O rei Carlos apenas providenciou uma pequena mudança simbólica. Em vez de demonstrar sua total rejeição à má conduta passada de seu irmão, ele deu de ombros e fez uma simples pergunta. É isso?

Agora sabemos a resposta. O Rei ouviu as dúvidas do público sobre se ele compreendia a gravidade deste escândalo. Ele afastou Andrew da monarquia. Andrew se torna um cidadão comum: Andrew Mountbatten Windsor. Ele fará parte da família, mas não será mais príncipe ou duque. Em termos práticos, ele não será realmente um membro da família real.

Príncipe Andrew e Rei Charles no funeral de Katharine, a Duquesa de Kent, no mês passado.Crédito: Imagens Getty

Esta mudança drástica vai além de algumas das opções divulgadas nas últimas duas semanas, quando se tornou óbvio que simplesmente não era bom o suficiente rebaixar André, fazendo com que ele desistisse do uso de seu título de duque de York, permitindo-lhe ser chamado de príncipe. Isso vai além: por ordem do monarca, ele não será mais príncipe.

Andrew será exilado para uma casa de campo em Sandringham. Sua queda é surpreendente e sem precedentes. Ele foi o segundo na linha de sucessão ao trono desde o momento em que nasceu, foi criado com privilégios e elogiado como herói de guerra aos 22 anos. Ele tinha riqueza, mulheres e fama. Sua queda no escândalo foi uma longa jornada até a humilhação.

Isso tinha que acontecer. O rei teve que proteger a monarquia de André. O príncipe ligou a família real a Jeffrey Epstein, um pedófilo condenado, e a Ghislaine Maxwell, uma criminosa que traficava meninas para sexo.

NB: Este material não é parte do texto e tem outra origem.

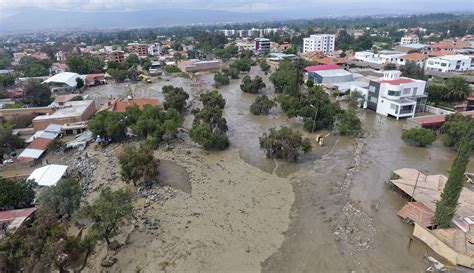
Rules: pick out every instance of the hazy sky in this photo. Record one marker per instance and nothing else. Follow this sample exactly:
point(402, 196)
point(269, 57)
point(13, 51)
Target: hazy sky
point(237, 5)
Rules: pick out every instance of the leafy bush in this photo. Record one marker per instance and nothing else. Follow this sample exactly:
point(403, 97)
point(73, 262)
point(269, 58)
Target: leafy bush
point(221, 79)
point(175, 97)
point(261, 105)
point(252, 86)
point(419, 136)
point(284, 143)
point(172, 69)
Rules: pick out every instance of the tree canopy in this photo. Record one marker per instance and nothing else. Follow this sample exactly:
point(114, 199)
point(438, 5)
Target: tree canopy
point(446, 207)
point(253, 86)
point(175, 97)
point(85, 64)
point(261, 105)
point(109, 212)
point(284, 143)
point(138, 166)
point(419, 136)
point(63, 198)
point(15, 194)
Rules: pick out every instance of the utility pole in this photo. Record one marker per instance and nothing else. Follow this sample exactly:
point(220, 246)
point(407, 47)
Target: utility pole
point(414, 188)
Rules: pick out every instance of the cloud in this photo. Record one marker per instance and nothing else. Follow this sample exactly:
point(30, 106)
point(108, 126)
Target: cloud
point(230, 5)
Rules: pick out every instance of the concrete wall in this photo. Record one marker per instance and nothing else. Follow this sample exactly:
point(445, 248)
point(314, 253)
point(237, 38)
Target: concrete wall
point(441, 248)
point(11, 114)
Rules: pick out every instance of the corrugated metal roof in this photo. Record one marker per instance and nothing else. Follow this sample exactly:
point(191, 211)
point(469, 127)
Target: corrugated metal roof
point(31, 153)
point(48, 175)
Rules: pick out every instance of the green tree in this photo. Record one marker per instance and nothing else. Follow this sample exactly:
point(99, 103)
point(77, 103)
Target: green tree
point(348, 123)
point(175, 97)
point(208, 138)
point(390, 66)
point(454, 129)
point(419, 136)
point(132, 59)
point(446, 207)
point(264, 66)
point(242, 65)
point(316, 109)
point(457, 89)
point(36, 94)
point(119, 75)
point(7, 79)
point(221, 79)
point(284, 143)
point(64, 198)
point(85, 64)
point(138, 166)
point(108, 124)
point(79, 82)
point(262, 105)
point(16, 195)
point(56, 145)
point(109, 212)
point(250, 85)
point(436, 93)
point(412, 70)
point(9, 142)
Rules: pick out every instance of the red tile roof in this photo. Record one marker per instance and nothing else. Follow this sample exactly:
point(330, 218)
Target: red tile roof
point(322, 67)
point(419, 213)
point(39, 144)
point(414, 56)
point(120, 106)
point(397, 82)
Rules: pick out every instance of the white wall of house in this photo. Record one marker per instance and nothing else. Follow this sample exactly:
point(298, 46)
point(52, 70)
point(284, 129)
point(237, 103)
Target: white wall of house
point(319, 42)
point(450, 63)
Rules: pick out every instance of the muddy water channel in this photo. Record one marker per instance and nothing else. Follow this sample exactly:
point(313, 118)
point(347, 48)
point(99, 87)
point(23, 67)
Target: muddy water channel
point(344, 217)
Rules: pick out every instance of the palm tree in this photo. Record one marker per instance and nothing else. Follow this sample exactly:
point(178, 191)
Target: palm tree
point(458, 89)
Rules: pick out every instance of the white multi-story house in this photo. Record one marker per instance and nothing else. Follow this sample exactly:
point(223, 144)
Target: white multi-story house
point(319, 42)
point(449, 63)
point(262, 45)
point(409, 39)
point(393, 95)
point(382, 57)
point(154, 49)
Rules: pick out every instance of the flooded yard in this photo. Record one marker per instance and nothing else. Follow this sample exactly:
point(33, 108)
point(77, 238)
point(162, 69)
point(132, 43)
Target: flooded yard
point(342, 217)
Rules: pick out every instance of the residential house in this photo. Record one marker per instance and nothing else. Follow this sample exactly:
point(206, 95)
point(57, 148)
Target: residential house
point(118, 105)
point(417, 58)
point(117, 56)
point(65, 81)
point(449, 63)
point(70, 112)
point(319, 42)
point(409, 39)
point(262, 45)
point(393, 95)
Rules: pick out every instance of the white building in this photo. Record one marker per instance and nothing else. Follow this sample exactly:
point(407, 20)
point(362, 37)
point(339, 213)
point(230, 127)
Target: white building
point(262, 45)
point(409, 39)
point(154, 49)
point(382, 57)
point(393, 95)
point(449, 63)
point(319, 42)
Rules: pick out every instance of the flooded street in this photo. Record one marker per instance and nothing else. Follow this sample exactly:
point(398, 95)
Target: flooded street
point(343, 217)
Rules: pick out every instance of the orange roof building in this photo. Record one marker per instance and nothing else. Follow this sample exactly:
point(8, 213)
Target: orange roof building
point(117, 105)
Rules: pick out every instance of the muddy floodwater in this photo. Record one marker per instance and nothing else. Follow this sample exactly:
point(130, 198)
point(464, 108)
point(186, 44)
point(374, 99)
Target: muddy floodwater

Pior ainda, Andrew foi acusado de agredir Virginia Roberts Giuffre quando ela tinha 17 anos e trabalhava para Epstein. A alegação foi feita a ele há mais de uma década e, ainda assim, ele ofereceu relatos inconstantes de seu comportamento e fez afirmações que mais tarde foram desmentidas por seus próprios e-mails. Alguém poderia acreditar nele?

O perigo para o rei e para a família real era significativo. O acordo voluntário de 17 de outubro, simbólico mas não substancial, significou que a angústia por Andrew poderia nunca acabar. Poderia ser passado ao príncipe William fazer uma ruptura decisiva com o príncipe em algum momento no futuro. Melhor lidar com isso agora.

Em qualquer caso, a discussão pública sobre o príncipe Andrew já não era sobre um homem proeminente que resolveu uma queixa de abuso sexual fora do tribunal. Tratava-se de saber se o rei registava plenamente o estado de espírito do público. E como ele poderia exercer o poder da monarquia moderna.

O Rei transmite calma e boa vontade nas suas declarações públicas. Durante a sua visita à Austrália no ano passado, ele falou eloquentemente no parlamento sobre o valor da paz, da justiça e do respeito mútuo. Mas ele ficou em silêncio sobre esse escândalo.

Houve filmes feitos sobre o discurso de um rei. Este novo drama era sobre o silêncio de um rei. Com a declaração do palácio na noite de quinta-feira em Londres – emitida às 6h de sexta-feira AEDT – houve um claro repúdio aos abusos praticados por Epstein e Maxwell.

Esta parte da declaração veio da Rainha Camilla e também do Rei Charles: “Suas Majestades desejam deixar claro que seus pensamentos e maiores simpatias foram, e permanecerão, com as vítimas e sobreviventes de toda e qualquer forma de abuso”. Nada na declaração admitia qualquer culpa por parte de Andrew. É importante ressaltar que a simpatia na declaração foi para as vítimas, não para o homem que está perdendo o seu ducado.

Em última análise, esta era uma questão moral sobre como o chefe de Estado resolveria os erros do passado. Mesmo assim, ele teve que agir com cuidado.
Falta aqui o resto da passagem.